Domestic labor affects the lives of millions of people around the world and may account for 10% of the workforce in certain countries. Domestic workers’ working conditions are far removed from international norms: low or inexistent salaries, excessively long hours, and lack of social welfare and rest periods.
These workers are victims of sexual, physical and psychological abuse. At times deprived of food and water or imprisoned, they are victimized by their employers. However, given their often precarious situations (such as debts or isolation), they choose to remain in this condition of semi-slavery.
While adults are affected by this phenomenon, children make up the majority of domestic workers. In fact, their young age only exacerbates the risk factors.
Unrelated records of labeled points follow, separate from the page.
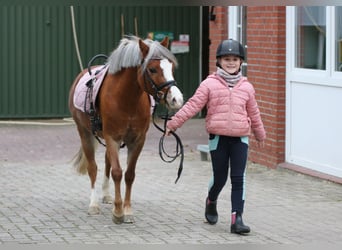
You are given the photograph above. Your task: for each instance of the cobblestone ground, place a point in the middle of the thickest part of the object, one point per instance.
(43, 201)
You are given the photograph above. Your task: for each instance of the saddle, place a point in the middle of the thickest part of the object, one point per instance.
(87, 88)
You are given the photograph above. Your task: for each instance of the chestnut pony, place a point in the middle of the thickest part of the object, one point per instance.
(137, 70)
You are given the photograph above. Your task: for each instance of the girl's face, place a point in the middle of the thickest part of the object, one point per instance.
(230, 63)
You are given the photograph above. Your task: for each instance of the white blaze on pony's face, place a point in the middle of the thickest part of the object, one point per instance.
(174, 96)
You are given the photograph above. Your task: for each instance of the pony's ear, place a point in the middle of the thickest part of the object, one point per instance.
(143, 48)
(165, 42)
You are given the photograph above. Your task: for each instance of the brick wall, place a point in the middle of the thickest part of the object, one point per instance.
(266, 40)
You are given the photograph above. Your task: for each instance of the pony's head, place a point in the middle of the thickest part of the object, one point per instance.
(156, 66)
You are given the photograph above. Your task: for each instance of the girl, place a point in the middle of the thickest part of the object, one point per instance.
(232, 113)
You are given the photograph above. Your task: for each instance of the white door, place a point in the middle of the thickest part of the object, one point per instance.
(314, 88)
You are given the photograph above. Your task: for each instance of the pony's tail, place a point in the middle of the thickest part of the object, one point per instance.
(80, 162)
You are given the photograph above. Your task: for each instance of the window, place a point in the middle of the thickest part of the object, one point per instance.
(338, 21)
(311, 37)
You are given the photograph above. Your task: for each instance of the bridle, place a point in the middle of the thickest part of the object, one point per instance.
(158, 95)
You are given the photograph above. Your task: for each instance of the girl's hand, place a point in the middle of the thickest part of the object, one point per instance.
(168, 131)
(261, 144)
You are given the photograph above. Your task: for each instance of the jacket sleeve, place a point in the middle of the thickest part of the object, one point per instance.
(255, 117)
(194, 105)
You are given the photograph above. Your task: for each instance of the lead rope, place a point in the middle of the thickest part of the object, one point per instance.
(179, 146)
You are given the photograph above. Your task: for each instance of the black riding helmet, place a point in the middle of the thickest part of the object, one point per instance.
(229, 47)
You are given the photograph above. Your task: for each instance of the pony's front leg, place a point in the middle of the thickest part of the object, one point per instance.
(134, 151)
(107, 198)
(112, 155)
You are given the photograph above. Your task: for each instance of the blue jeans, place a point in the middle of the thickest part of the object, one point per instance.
(228, 152)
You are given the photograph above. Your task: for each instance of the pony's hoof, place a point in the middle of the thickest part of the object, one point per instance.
(107, 199)
(118, 220)
(93, 210)
(129, 219)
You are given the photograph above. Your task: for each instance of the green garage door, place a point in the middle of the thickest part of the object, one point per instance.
(38, 57)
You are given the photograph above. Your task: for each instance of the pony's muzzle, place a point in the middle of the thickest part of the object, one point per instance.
(174, 98)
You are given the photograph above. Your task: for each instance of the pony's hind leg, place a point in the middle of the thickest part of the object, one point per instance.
(85, 162)
(107, 198)
(112, 159)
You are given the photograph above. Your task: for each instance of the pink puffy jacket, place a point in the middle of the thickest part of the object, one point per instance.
(230, 112)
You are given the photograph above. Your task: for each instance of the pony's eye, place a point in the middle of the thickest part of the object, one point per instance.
(152, 70)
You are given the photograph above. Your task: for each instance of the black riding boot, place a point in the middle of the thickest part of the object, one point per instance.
(237, 225)
(211, 211)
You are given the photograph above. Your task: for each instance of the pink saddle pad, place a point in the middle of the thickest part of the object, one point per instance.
(81, 102)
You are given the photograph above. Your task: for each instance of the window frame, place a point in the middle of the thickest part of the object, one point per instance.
(328, 76)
Isolation in particular reveals the vulnerability of children, who, without a support system of family or friends, become almost entirely dependent on their employers. In 1989, the International Labour Organization declared that “young people working as domestic servants are probably the most vulnerable and exploited children of all.”
In its 12 June 2013 report (Ending child labour in domestic work), the ILO estimated the total number of child domestic workers (those under 18 years of age) at 15.5 million, more than half of whom were between the ages of 5 and 14. There is often a blurred and fluctuating line between learning life-skills through domestic chores in a family setting and exploitation of child labor, which is why it is so challenging to effectively combat child labor.
The ILO emphasizes that children of migrant origin face the greatest danger. They are at risk of having their identification papers stolen, and they often arrive in their host countries alone. These factors only increase the likelihood that their domestic work will turn into slavery.